Platon’s Requiem BY ALEX AZAR

Peer out now into the moon-lit sky Of stoic centuries long gone by. Of wars filled with agonizing strife With lambs, sons, both taken to the knife

In anguish, set your eyes to the night And whimper at your mortal, fleeting sight. As light of nebulous novas near And strike your face, tormented tear.

Look on through the brass-covered glass Vain as is your earthly mass. In dire confusion, the glint of an eye, The piercing blaze, now gone, small as a fly.

The mystery of death you’ve only seen. Embarrassment, humiliation, gleaned.
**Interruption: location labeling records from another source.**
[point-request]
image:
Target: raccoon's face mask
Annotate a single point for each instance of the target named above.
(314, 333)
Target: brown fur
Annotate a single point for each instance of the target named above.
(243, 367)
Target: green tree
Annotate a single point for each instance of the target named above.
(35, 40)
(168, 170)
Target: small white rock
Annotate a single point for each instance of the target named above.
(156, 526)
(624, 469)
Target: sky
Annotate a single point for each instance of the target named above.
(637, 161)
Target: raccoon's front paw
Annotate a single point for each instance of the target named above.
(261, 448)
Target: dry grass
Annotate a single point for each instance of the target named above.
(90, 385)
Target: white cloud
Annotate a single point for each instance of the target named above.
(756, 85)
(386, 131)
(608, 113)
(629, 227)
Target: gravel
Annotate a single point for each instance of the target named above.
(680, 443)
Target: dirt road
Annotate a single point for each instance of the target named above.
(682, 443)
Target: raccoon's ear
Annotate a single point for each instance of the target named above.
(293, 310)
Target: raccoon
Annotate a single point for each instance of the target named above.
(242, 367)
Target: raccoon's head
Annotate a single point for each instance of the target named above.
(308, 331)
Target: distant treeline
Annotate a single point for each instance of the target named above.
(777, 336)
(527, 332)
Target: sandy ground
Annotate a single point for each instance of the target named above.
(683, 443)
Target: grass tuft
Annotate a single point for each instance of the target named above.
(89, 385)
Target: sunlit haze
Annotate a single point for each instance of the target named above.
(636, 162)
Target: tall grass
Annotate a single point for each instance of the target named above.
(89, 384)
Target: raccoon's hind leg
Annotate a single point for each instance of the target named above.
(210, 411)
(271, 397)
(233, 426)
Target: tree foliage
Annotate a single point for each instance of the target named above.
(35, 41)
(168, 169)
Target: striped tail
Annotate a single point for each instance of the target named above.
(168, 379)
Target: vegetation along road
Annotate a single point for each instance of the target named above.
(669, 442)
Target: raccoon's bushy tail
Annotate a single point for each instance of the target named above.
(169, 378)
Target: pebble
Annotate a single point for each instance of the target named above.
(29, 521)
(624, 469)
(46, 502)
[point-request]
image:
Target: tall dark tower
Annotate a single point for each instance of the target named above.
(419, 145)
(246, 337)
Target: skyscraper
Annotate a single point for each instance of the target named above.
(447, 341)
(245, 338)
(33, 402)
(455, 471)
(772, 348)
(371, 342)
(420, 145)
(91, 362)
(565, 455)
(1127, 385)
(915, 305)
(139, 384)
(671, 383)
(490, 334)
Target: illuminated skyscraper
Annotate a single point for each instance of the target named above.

Mutilated flesh, merging into one, The dirt, the sky, after the setting sun.

Take your rest now from the worn and narrowed glass. Come join Mars’ prisoners, brutish and crass. Forget what wondering eyes have seen. Cease the search for the veiled cosmic sheen.

A man as round as earth toils on With whiskers uncut and teeth, many gone. Desultory flames illuminate his pockmarked skin, Its crevices and craters carrying desired sin.

The eyes on his sallow complexion Rest there easy, like planets of an infinite inflection. Oblivious, they land on you And dwell no longer than they are due.

With expert hands, working assiduously in craft, And skills seemingly learned before his young brother’s draft, Watch him answer the questions posed by the starving shadows And turn this freezing night into his placid, loved meadows.

He laughs and shares a jolly word, One he had only learned, just then, that day, from a man of the third. It’s meaning elusive, it protrudes awkwardly from his tongue, And finds its mark with its singular purpose done. Spherical and whole the word fills it’s needed place And fills in the marks on this convalescing peasant’s face.

Like a draft of spring air After a short, violent, watery flair, Tacit meaning washes over your face, but you feel no dreadful need to give chase.

A new idea, though distantly known in your youth, Flutters up in your soul, an abundance of truth. ‘How have I been so obstinate’, you query, The peaceful orb responds, “ ‘ome sit, have f’ith, m’ deary”

The complexities of old dissipate as new snow melts. The ambiguities in goodness and life together smelts. And as this takes place this feverish peasant gives a yawn, For he knows for him, old Platon, it will soon be dawn.

As you drift off, into the regions of restful revery You understand the whole, the part as you were meant to see. Surrounded by a peace known only in your heart, As the world becomes singular, its tragedy, art.

He is here you now know, in the stars in the sky, In the face of this smiling old man soon to die.

In the blissful, whispering fields of rye, In the face-down drummer boy, no longer living shy.

In the mindless jokes and banter of camp, In the once-quiet dirt roads, now strangely quite damp.

In the bullets that grazed your sunken shoulder, In the burning of villages, reduced to a smolder.

And as you reach the temporary border Of life and death, See the simplicity in the order And the goodness in breath.